Am I using select properly?

Ah, the mysterious select, undocumented except for “it works like select in go”, although Crystal doesn’t look much like go :slight_smile:

I cooked up this concurrent queue container example, which is supposed to collect data with fill until it is asked for the data with drain_all, at which time it returns an array of all that it has collected. drain returns just one datum. Both should pause the calling fiber until there is at least one datum for them to supply. Channel could do this job by itself, but it doesn’t auto-grow, and you would need select to do multiple receives without blocking. I have some questions:

Am I using select properly?

Does the fiber just magically get killed when it is garbage collected?

Thanks

Bruce
# Concurrent queue container.
# A datum is added to the queue with `#fill`.
# `drain` returns one datum, `drain_all` returns an array (actually a deque)
# of all of the data that have been added since it was last called, or the
# start of this object. `drain` and `#drain_all` will not return until there
# is at least one datum.
class ConcurrentQueue(T)
  @fiber : Fiber
  @fill : Channel(T)
  @drain_all : Channel(Deque(T))
  @drain : Channel(T)

  def initialize
    @fill = Channel(T).new(capacity: 10)
    @drain = Channel(T).new(capacity: 0)
    @drain_all = Channel(Deque(T)).new(capacity: 0)

    @fiber = spawn name: "Queue(#{T.to_s}) fiber." do
      data = Deque(T).new
      data << @fill.receive
      loop do
        select
        when @drain_all.send data
          data = Deque(T).new
          data << @fill.receive
        when @drain.send data[0]
          data.shift
          data << @fill.receive if data.size == 0
        when r = @fill.receive
          data << r
        end
      end
    end
  end

  def fill(i : T)
    @fill.send(i)
  end

  def drain : T
    @drain.receive
  end

  def drain_all : Deque(T)
    @drain_all.receive
  end
end

q = ConcurrentQueue(String).new
q.fill("One")
q.fill("Two")
q.fill("Three")
Fiber.yield # Because the queue is more eager to drain than fill.
p q.drain
p q.drain_all

I’d recommend this article. 5 use cases for Crystal's select statement - lbarasti's blog

Lays out some of the best use cases for select, namely timeout and multiple receives at the same time.

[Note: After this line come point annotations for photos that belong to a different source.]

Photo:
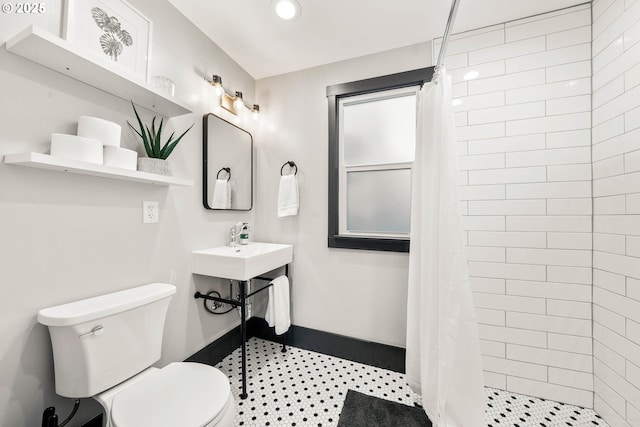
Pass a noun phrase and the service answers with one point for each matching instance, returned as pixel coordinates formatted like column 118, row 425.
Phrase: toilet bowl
column 104, row 347
column 180, row 394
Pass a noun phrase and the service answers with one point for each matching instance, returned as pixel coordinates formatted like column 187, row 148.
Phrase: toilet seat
column 180, row 394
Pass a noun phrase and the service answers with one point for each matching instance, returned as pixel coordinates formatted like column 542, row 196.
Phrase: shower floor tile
column 305, row 388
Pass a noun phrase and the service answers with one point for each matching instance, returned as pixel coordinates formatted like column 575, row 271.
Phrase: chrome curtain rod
column 445, row 38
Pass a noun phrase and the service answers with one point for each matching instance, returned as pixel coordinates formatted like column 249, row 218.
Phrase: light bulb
column 216, row 82
column 238, row 104
column 287, row 9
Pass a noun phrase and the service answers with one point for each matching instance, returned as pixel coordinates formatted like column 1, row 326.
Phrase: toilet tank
column 101, row 341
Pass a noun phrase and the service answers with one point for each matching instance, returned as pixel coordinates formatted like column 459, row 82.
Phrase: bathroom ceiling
column 333, row 30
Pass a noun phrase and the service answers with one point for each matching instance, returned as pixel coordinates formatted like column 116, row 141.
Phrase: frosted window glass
column 379, row 131
column 379, row 201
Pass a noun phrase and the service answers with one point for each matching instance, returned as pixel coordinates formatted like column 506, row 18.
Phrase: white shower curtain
column 443, row 352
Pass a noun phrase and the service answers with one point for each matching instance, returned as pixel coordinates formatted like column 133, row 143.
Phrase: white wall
column 360, row 294
column 523, row 127
column 65, row 237
column 616, row 191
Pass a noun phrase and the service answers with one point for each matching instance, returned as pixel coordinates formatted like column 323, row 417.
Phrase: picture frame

As for the code, you should do something to break out of the loop, otherwise it will go on forever until the main fiber is killed, which will keep it in memory even when it’s not in use. You need to add something to tell the loop “I’m done! Stop running this fiber so I can be garbage collected at some point”. You also may want to guard against Channel::ClosedError when using Channel#send or Channel#receive, as well you should close your channels. a begin, rescue, finally block would do that nicely here.